In a sense he reminded me of the work of Ernst Jünger (1895 – 1998) on the aesthetics of catastrophe, especially in his Der gefährliche Augenblick (The Dangerous Moment 1931). He catalogues images taken from the press and news – producing a new continuity and feedback loop btw various visual examples of disasters. Isabel Gil talks about how the past disasters and catastrophes have been synched by Ernst Junger somehow, producing a sort of visual library of catastrophes to be consulted, retrieved and reinvested with new meanings. In what appears as a relapse to his trauma, Merrick the reporter starts noticing a similar and pretty suspicious character that jumps across photographed catastrophes and widely separated time events without any major visible ageing or even a change in style. This unifying character is a shadow of himself in a sense, a missing link that keeps the whole catastrophic archive together. More than the usual muckracking he finds out that the future doesn’t actually care about the past or the present. The past with all its catastrophes, disasters and horrors is just a source of illicit pleasures, aesthetics, of guilty emotions and near death trips – as long as the prosperity and security of the future stands unchallenged. Charlie Sheen plays an incredible role as the agency boss – eager to gain his money and to thwart any attempt at stopping catastrophes from happening, and thus changing his own present. In a prophetic pre- September 11 movie, a catastrophe is not only live on TV, but it is being re-visited by the future, used as joyride for the ones lying securely outside of the shock-wave.

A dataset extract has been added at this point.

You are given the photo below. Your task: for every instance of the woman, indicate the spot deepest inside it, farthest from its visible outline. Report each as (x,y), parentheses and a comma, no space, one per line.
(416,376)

Merrick, the journalist turned humanitarian – is now using a copy of the menu, the advertising of the Thrill Seekers agency, to try and prevent catastrophic events from occurring and affecting himself or his dear ones. He selfishly and actively intervening and messing up various small extinction(catastrophes) events. The domino effect and the Grandfather’s paradox ensures that the future will become unrecognizable. Like Terminator, the future is sent back in time to straighten up the past, because it has vested interests in the catastrophic outcomes of history. It cannot and does not wants its particular chain of events unsettled, changed or rewritten. Lowering entropy at the wrong end of the history will generally (according to Time Shifters) fuck up and mess up things in the future and the future reacts to just that. Inventions, meltdown and pollution are being unleashed upon the future, in fact the future will become unrecognizable and vengeful on any dabbling. That is why it is fighting to keep out any deviation, any ripple of change away from the extinction calender.